Fondamentale, anche qui, è acquisire, fin dalla più tenera età, abilità e disinvoltura nella navigazione, di cui gli abitanti locali danno prova in età adulta nella perizia con cui si spostano tra i canali del lago Inle: «Per superare i numerosi dislivelli – spiega Beatrice – sono state costruite dighe in bambù che permettono la creazione di gradinate d’acqua, formate da scalini bassi e lunghi, attraverso cui le lance riescono tanto a scendere, evitando di cascare in modo brusco, quanto a salire, affrontando il cambio di livello progressivamente.

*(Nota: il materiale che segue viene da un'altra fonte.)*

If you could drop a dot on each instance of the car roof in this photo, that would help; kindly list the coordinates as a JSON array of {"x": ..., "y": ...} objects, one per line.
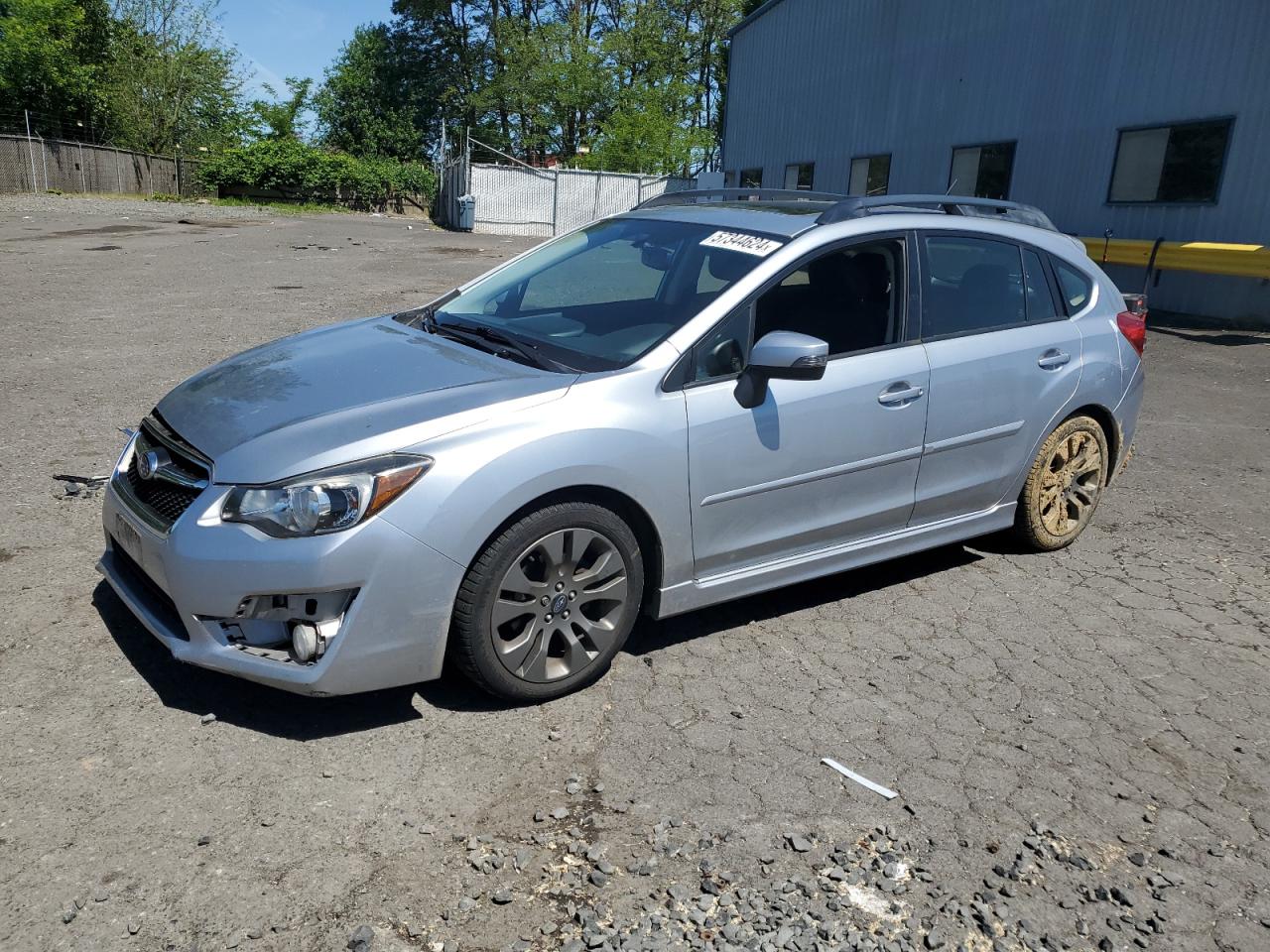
[
  {"x": 792, "y": 218},
  {"x": 783, "y": 218}
]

I passaggi attraverso le dighe sono molto stretti, esattamente quanto le lance, e la forma a imbuto non agevola la prospettiva, ma i locali li affrontano con sicurezza».
Ancora più maestria, poi, serve per la realizzazione di quella che Beatrice descrive come la più affascinante delle attività svolte sul lago Inle: «Tutta la distesa d’acqua è intervallata da orti galleggianti, composti da zolle dalla forma stretta e allungata e attraversati da strade d’acqua, che permettono l’accesso ai contadini. Sono i contadini stessi a creare l’orto: raccolgono le radici dei fiori di loto che proliferano nel lago e, ancorandole con pali al fondale, creano zolle alte una trentina di centimetri, di cui la metà immersa in acqua; marcendo, il fiore di loto si trasforma in humus fertile per coltivare. Il lavoro negli orti è davvero faticoso, sia perché tutte le attività sono svolte accucciandosi e sporgendosi dalla lancia, sia perché la zolla ciclicamente si consuma e va ricostituita raccogliendo nuove radici».
Proprio la fragilità delle zolle è il motivo del divieto d’accesso al lago a imbarcazioni di grandi dimensioni, il cui passaggio potrebbe danneggiare l’ancoramento degli orti e, quindi, rendere impossibile un’attività che si sviluppa in perfetta sintonia con l’habitat in cui si svolge e rappresenta, pur nei limiti delle sue dimensioni ridotte, un modello di sviluppo ecosostenibile.